« Большой человек »

 

воспоминания о старшем брате Олеге

 

 

          От аквариума стекал вниз зеленоватый свет.

Большой аквариум опирался на крепкий металлический стол, внизу же, под ним, обитала я, маленькая-маленькая.

Я там играла, думала и сочиняла истории, я там потихоньку росла.

А над моей головой, в стянутом железным каркасом столитровом стеклянном мире, сонно покачивались водоросли, пучили глаза роскошные золотые вуалехвосты, серыми полумесяцами проплывали лунные скалярии, рыскали меченосцы, полыхали алыми хвостами гуппи, стайками шмыгали между скал крошечные неоновые рыбки, за пёструю окраску по-домашнему ласково прозванные «носочками».

Это было подводное царство, и правил в нём не бородатый Нептун, повелитель русалок, а Большой Человек - мой старший брат Олег, Алик.

Это он всякий день даровал рыбам пищу в виде крошечных красных червячков, зажигал в аквариумных небесах длинную белую лампу и включал жужжачий моторчик, оживляющий воду воздушными пузырьками.

А иногда - он отлавливал плавучих жителей своим длинным сачком, и, оторопелые, сквозь стенки стеклянных банок-ковчегов, они беззвучно наблюдали, как Большой Человек устраивает Конец Света - сливает их мир в вёдра, вынимает в таз водоросли и скалы, и уносит всё это куда-то, за пределы рыбьим умом постижимого...

Но заканчивался каждый «антипотоп» всегда по-голливудски счастливо: рыбы возвращались в аквариум, на круги своя, только не в прежнюю воду, а в обновлённую, потому что с водой этой - сплошная философия, и, как известно, нельзя дважды войти, нельзя...

 

Впрочем, рыбам было всё равно.

 

Большой Человек знал о рыбах всё - знал их загадочные имена и привычки, знал их простенькие хитрости.

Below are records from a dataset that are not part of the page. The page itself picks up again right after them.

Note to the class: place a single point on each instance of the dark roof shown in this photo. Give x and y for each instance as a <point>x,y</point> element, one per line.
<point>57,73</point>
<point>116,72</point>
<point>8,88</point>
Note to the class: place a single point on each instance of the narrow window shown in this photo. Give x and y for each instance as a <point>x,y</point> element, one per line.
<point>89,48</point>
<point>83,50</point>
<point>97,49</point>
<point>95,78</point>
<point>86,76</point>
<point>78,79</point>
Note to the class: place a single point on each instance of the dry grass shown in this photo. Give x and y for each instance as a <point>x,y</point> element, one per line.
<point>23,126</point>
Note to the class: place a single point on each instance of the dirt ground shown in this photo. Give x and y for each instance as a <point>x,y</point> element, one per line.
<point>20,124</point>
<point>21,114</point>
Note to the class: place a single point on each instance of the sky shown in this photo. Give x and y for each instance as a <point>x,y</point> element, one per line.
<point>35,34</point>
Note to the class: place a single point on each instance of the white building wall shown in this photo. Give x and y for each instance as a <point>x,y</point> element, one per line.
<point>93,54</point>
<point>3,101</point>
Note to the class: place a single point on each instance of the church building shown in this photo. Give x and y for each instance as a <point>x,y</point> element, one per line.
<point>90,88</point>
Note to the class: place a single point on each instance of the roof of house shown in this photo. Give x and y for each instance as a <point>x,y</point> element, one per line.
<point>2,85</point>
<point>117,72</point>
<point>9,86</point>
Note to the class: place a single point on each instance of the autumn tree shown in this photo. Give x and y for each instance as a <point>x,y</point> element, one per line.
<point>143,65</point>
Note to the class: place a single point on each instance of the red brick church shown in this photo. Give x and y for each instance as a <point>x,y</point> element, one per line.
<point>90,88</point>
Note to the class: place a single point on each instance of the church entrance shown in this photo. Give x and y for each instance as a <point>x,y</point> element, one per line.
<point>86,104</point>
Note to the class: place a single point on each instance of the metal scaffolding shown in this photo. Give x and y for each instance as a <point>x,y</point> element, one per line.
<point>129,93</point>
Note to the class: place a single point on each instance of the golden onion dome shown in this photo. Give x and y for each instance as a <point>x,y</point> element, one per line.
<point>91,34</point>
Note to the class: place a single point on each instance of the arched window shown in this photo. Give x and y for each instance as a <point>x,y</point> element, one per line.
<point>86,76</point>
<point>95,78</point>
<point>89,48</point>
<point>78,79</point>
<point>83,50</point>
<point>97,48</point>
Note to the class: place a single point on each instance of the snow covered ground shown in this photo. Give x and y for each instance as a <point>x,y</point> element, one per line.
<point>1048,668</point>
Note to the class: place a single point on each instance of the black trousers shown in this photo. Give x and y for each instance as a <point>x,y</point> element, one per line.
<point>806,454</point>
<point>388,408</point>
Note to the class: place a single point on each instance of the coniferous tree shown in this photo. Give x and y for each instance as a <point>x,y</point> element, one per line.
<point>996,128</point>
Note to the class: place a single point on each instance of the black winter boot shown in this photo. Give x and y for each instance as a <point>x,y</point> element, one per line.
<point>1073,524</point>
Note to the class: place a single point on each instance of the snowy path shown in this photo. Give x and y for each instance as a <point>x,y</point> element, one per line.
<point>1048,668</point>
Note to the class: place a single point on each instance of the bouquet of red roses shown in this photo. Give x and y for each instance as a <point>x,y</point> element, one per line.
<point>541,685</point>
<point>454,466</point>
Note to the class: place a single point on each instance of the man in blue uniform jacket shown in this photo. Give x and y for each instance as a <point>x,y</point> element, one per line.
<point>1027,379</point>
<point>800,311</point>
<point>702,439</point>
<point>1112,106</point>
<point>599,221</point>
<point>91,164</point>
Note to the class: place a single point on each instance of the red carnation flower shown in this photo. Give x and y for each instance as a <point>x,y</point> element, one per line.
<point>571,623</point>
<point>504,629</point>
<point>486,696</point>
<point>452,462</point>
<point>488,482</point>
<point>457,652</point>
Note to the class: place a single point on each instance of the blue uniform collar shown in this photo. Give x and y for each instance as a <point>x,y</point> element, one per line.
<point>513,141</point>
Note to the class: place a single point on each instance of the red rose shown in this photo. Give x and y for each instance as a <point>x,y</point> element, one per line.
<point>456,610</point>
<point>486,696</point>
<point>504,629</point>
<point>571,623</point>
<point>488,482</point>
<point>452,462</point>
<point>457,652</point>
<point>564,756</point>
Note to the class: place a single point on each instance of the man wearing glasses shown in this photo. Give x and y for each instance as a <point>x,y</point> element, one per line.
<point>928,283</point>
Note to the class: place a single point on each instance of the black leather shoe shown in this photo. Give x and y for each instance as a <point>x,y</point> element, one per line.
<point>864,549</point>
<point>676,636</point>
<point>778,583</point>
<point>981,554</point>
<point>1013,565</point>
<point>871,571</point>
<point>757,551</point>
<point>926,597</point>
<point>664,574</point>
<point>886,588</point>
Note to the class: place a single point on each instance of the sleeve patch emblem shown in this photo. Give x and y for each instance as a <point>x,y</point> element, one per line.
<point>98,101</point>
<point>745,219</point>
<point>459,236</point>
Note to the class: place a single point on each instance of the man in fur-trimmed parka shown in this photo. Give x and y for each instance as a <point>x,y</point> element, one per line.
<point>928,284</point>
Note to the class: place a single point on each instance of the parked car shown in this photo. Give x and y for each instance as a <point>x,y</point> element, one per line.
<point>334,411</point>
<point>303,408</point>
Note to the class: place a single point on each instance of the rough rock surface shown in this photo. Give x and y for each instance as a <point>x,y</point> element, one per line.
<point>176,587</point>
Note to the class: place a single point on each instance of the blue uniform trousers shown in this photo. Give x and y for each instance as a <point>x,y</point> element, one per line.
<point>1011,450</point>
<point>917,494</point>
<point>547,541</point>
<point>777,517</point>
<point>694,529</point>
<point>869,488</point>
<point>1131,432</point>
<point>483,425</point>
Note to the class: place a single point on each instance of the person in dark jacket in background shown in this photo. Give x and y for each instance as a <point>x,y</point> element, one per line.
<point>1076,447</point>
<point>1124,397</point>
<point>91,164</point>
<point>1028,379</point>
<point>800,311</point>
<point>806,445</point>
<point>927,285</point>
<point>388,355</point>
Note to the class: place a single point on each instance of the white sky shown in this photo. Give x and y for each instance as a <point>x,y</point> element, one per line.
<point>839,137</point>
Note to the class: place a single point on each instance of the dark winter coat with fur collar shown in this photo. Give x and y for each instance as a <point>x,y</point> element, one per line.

Одной линией он вычерчивал их текучие силуэты на листке бумаги, заплетая вокруг штрихами-венками причудливые подводные травки - так, между делом, беседуя со своими большими друзьями, смеясь да насвистывая.

А однажды он превратил в подводный мир стену своей комнаты - целую стену!

Вместо обоев на этой стене колыхалась морская вода, глубочайшая глубина, и диковинные её обитатели всеми своими хвостами, клешнями и плавниками, искусно вырезанными из бумаги и на стену наклеенными, рвались в мир неведомый - мир комнатный, человеческий.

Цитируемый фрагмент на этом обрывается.